De pronto, la voz de la señora Chantal resonó en la escalera: «¿Acabáis pronto de fumar?».

Abrí la puerta y grité: «Sí, señora; en seguida bajamos».

Luego me precipité hacia su marido y cogiéndole por los brazos le sacudí con fuerza: «Señor Chantal, mi amigo Chantal, escúcheme—le dije:—su mujer nos llama, tranquilícese pronto, que es preciso bajar».

El tartajeó: «Sí, sí,... ya voy... pobre, pobre muchacha... diga que ya voy».

Y empezó á enjuagarse concienzudamente la cara con el paño que, desde hacía dos ó tres años, borraba los tantos que en la pizarra se marcaban, y apareció mitad blanco y mitad rojo, la frente, la nariz, las mejillas manchadas con tiza, y los ojos todavía llenos de lágrimas.

Le cogí las manos y le llevé hasta su habitación diciéndole con voz baja: «Le ruego que me perdone, amigo Chantal, por haberle entristecido, pero yo no sabía,... yo no sabía, comprende usted...».

Abrazándome, murmuró: «Sí,... sí,... hay momentos muy difíciles...».
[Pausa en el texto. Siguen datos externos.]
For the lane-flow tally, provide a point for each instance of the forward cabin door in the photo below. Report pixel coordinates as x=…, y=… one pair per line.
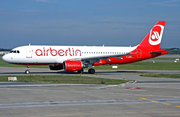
x=28, y=52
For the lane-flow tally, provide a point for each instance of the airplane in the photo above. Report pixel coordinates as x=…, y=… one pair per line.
x=76, y=58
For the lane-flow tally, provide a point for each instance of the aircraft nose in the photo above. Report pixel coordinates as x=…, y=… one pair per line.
x=6, y=58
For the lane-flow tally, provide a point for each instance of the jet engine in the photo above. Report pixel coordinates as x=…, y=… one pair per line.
x=72, y=65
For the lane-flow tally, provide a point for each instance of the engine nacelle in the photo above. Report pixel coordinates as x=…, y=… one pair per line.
x=72, y=65
x=55, y=67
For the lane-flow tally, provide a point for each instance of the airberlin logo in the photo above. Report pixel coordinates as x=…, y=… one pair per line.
x=156, y=35
x=59, y=52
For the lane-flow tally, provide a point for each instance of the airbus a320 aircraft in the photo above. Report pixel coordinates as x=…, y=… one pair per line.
x=75, y=58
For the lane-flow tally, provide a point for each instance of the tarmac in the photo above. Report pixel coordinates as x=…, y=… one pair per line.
x=143, y=97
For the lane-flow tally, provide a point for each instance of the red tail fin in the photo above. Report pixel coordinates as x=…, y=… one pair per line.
x=152, y=40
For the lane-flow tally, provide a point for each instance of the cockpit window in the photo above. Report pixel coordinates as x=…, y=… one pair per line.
x=14, y=51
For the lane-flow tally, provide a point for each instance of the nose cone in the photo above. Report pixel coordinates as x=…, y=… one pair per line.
x=6, y=58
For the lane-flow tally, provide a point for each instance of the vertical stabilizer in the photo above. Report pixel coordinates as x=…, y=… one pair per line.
x=152, y=40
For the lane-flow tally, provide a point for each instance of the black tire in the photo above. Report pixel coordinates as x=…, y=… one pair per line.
x=27, y=72
x=91, y=71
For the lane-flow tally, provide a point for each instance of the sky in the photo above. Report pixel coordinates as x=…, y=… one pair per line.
x=86, y=22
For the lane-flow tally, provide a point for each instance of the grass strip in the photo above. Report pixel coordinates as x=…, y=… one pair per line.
x=160, y=75
x=64, y=79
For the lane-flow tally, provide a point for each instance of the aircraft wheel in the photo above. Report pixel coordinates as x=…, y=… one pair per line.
x=27, y=72
x=81, y=71
x=91, y=71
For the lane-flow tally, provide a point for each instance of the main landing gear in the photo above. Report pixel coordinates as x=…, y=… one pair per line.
x=91, y=71
x=27, y=70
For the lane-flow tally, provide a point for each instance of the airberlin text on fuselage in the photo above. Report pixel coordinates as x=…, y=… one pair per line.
x=59, y=52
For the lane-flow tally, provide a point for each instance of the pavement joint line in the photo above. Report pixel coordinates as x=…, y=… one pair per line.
x=143, y=98
x=154, y=101
x=166, y=103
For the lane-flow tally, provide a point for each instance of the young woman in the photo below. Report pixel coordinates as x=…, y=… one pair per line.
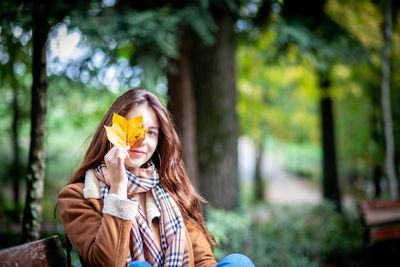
x=136, y=204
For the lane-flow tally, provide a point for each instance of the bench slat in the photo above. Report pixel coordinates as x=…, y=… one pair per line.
x=44, y=252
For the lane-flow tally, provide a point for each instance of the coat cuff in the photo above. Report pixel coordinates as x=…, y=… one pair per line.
x=122, y=208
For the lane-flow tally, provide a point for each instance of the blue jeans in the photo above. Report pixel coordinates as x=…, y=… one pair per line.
x=232, y=260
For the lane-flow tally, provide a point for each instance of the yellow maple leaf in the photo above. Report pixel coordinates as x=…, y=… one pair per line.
x=125, y=132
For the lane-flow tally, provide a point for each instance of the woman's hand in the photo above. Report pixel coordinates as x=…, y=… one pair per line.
x=115, y=159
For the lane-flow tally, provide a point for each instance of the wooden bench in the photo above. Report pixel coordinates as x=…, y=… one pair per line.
x=44, y=252
x=381, y=220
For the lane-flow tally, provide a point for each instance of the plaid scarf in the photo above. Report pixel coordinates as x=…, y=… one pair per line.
x=173, y=250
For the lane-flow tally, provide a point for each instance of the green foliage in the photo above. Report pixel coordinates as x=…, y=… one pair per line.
x=292, y=236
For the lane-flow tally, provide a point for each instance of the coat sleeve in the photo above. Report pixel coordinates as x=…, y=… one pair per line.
x=100, y=237
x=203, y=256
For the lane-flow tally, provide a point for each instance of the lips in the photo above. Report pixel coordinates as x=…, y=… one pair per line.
x=137, y=152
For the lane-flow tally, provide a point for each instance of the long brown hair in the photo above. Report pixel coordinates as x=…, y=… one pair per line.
x=167, y=158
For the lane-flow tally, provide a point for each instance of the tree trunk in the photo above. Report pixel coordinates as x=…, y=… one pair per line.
x=16, y=176
x=258, y=182
x=329, y=168
x=377, y=139
x=385, y=87
x=182, y=106
x=213, y=72
x=36, y=168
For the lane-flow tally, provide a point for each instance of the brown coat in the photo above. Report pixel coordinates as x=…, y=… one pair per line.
x=103, y=239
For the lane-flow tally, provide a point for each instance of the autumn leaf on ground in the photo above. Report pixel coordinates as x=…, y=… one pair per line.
x=125, y=132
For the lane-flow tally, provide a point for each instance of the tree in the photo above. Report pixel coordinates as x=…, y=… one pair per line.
x=385, y=87
x=182, y=106
x=324, y=43
x=39, y=16
x=214, y=79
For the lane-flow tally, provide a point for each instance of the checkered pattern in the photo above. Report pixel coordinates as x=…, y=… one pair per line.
x=173, y=250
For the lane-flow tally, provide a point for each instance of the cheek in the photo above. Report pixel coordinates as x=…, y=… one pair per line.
x=153, y=145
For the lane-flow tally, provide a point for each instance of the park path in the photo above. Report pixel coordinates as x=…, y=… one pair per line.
x=287, y=188
x=283, y=187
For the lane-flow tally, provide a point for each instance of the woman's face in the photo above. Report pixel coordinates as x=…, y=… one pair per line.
x=141, y=152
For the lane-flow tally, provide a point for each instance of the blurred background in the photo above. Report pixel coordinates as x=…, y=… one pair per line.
x=288, y=112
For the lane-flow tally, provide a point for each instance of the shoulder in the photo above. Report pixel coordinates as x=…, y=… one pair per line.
x=75, y=189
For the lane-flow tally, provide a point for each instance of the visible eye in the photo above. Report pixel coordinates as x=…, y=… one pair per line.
x=152, y=133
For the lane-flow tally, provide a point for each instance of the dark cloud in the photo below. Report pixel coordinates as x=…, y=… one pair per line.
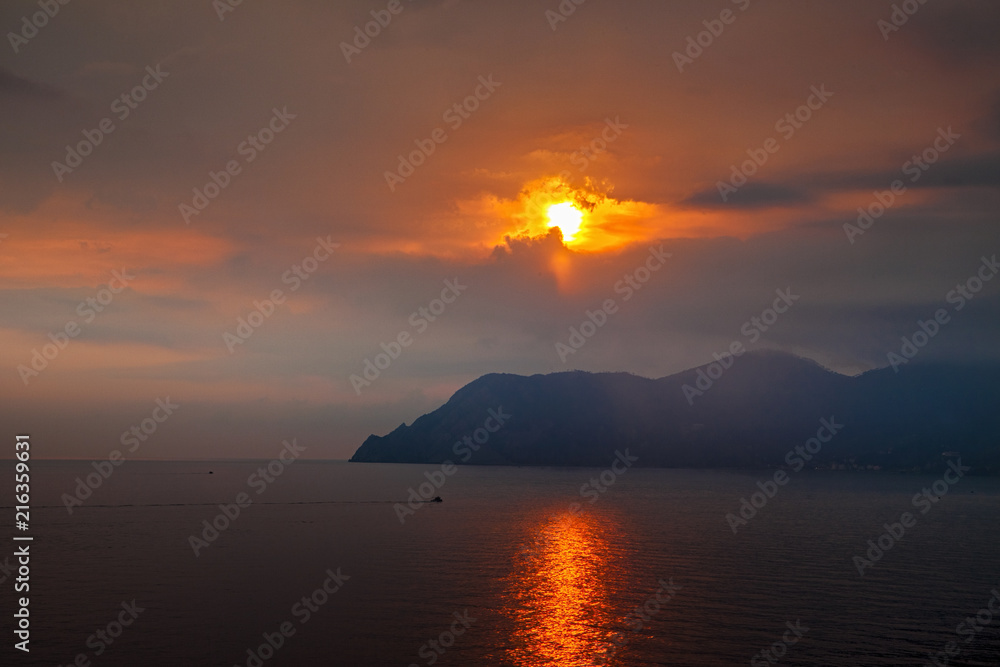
x=751, y=196
x=12, y=84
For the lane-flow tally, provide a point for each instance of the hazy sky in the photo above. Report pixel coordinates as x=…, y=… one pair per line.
x=597, y=110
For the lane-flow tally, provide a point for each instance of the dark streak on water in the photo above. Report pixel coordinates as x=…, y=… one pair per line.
x=560, y=605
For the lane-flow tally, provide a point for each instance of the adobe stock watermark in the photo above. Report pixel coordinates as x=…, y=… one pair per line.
x=630, y=283
x=777, y=650
x=259, y=480
x=103, y=470
x=248, y=149
x=914, y=168
x=928, y=329
x=752, y=329
x=31, y=25
x=714, y=28
x=381, y=18
x=455, y=116
x=638, y=617
x=900, y=15
x=102, y=639
x=562, y=12
x=420, y=321
x=796, y=459
x=223, y=7
x=88, y=310
x=302, y=611
x=787, y=126
x=924, y=501
x=466, y=447
x=969, y=629
x=432, y=650
x=294, y=277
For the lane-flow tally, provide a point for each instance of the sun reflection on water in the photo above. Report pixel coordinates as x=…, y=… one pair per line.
x=558, y=597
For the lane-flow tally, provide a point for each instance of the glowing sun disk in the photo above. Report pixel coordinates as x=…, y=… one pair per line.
x=567, y=218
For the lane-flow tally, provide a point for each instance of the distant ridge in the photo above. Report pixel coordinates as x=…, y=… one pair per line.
x=765, y=404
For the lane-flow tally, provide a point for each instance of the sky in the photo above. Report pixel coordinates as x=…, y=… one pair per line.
x=238, y=208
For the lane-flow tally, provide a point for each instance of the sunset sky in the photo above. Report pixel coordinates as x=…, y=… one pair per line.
x=595, y=112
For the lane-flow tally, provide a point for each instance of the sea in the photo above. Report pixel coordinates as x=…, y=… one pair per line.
x=336, y=563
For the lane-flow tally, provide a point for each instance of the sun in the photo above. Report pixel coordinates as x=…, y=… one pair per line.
x=567, y=218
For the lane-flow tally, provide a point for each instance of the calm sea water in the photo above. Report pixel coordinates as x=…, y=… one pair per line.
x=532, y=584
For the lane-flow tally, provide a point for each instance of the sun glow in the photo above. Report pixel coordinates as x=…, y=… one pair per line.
x=567, y=217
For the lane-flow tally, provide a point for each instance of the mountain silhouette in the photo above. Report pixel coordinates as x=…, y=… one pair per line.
x=749, y=415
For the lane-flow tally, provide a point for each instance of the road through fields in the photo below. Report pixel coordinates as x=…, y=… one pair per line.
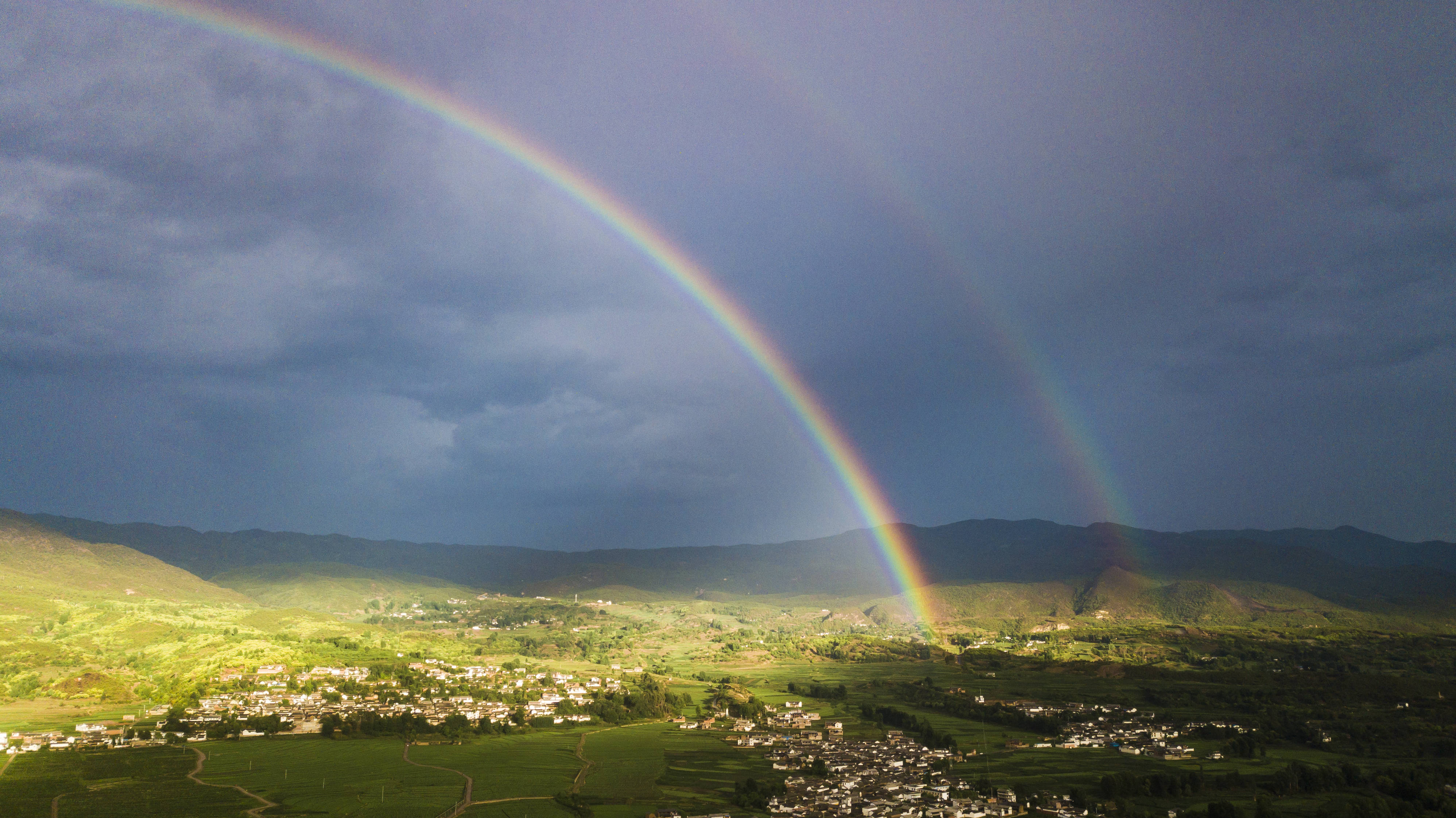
x=198, y=769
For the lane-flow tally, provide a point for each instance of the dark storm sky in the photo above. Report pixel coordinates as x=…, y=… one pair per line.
x=238, y=290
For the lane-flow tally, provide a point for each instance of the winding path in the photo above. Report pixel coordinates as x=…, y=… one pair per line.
x=255, y=813
x=586, y=763
x=469, y=782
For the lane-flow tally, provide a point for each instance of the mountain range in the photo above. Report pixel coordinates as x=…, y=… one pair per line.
x=1339, y=564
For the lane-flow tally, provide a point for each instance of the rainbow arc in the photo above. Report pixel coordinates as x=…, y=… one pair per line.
x=864, y=493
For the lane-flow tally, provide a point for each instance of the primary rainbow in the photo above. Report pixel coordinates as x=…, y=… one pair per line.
x=861, y=487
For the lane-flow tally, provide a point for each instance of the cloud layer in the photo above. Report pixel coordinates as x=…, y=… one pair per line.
x=238, y=290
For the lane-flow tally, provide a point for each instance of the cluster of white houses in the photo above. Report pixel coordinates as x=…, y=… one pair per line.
x=1117, y=728
x=877, y=779
x=274, y=693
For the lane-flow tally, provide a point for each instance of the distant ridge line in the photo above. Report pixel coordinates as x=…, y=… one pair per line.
x=1333, y=562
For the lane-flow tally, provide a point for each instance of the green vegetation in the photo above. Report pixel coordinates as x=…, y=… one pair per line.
x=133, y=784
x=340, y=589
x=333, y=778
x=1343, y=699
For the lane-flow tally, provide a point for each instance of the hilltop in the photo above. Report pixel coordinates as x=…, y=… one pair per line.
x=44, y=564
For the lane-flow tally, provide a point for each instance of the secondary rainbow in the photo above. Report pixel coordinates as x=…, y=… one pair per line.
x=860, y=485
x=1103, y=495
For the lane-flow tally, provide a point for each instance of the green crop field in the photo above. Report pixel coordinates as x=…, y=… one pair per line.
x=627, y=762
x=333, y=778
x=132, y=784
x=512, y=766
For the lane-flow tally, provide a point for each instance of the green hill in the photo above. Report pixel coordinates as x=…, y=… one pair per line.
x=336, y=587
x=49, y=565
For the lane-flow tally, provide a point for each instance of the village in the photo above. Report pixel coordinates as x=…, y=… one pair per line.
x=1124, y=730
x=276, y=701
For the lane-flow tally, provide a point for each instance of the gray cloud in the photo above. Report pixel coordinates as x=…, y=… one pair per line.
x=252, y=293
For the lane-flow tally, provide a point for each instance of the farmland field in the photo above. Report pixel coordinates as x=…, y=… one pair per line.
x=333, y=778
x=512, y=766
x=127, y=784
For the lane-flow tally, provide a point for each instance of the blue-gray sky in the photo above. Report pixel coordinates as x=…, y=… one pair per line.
x=238, y=290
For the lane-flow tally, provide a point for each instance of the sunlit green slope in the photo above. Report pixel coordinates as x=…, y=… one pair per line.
x=334, y=587
x=44, y=564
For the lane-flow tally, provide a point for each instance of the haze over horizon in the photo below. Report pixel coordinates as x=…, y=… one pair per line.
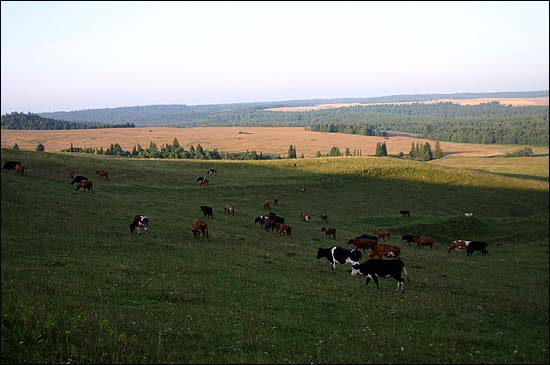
x=63, y=56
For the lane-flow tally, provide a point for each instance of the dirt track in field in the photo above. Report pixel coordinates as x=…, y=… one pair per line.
x=269, y=141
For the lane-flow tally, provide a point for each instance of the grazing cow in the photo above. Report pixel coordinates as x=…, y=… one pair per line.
x=85, y=184
x=207, y=211
x=275, y=217
x=10, y=165
x=382, y=234
x=20, y=169
x=284, y=229
x=329, y=231
x=229, y=208
x=78, y=179
x=102, y=173
x=458, y=245
x=372, y=269
x=476, y=246
x=305, y=217
x=382, y=250
x=338, y=255
x=140, y=223
x=362, y=243
x=424, y=241
x=409, y=238
x=199, y=226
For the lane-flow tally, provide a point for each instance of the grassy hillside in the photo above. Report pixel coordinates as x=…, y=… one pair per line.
x=78, y=287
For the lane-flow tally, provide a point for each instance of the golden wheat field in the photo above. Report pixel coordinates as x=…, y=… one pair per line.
x=504, y=101
x=269, y=141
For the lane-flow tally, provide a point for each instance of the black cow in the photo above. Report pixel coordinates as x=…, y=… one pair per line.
x=476, y=246
x=141, y=222
x=10, y=165
x=78, y=179
x=383, y=268
x=338, y=255
x=409, y=238
x=275, y=217
x=207, y=211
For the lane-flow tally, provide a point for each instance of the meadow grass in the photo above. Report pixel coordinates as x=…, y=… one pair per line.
x=78, y=287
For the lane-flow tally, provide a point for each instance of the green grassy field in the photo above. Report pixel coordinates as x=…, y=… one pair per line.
x=77, y=287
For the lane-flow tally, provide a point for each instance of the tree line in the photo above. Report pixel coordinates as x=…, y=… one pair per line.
x=32, y=121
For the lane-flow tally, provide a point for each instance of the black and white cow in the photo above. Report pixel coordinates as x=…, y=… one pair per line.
x=10, y=165
x=207, y=211
x=140, y=223
x=338, y=255
x=383, y=268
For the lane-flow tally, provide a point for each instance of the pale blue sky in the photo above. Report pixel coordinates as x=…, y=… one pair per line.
x=84, y=55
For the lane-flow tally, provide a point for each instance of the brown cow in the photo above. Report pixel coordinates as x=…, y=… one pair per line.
x=362, y=243
x=381, y=250
x=382, y=234
x=329, y=231
x=102, y=173
x=85, y=184
x=424, y=241
x=229, y=208
x=284, y=229
x=20, y=169
x=199, y=226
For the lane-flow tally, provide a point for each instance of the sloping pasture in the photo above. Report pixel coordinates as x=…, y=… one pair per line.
x=78, y=287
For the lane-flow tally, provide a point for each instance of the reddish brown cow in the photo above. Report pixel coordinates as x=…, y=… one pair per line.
x=381, y=250
x=102, y=173
x=199, y=226
x=382, y=234
x=424, y=241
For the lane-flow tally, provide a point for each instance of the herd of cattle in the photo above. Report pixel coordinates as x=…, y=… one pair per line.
x=384, y=260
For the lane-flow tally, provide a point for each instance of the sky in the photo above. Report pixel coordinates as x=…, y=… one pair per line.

Luego hundió la cabeza en la palangana, y aunque cuando la sacó no me pareció del todo presentable, se me ocurrió una idea hábil. Como su inquietud crecía al mirarse al espejo, le dije: «Diremos que se le ha metido un grano de polvo en el ojo, y así podrá llorar cuanto quiera delante de todo el mundo».

Con efecto, bajó frotándose los ojos con el pañuelo, y todo el mundo se alarmó: no hubo quien no intentase buscar el grano de polvo que, como es natural, nadie pudo encontrar, y se contaron casos parecidos en los cuales había sido necesaria la intervención del médico.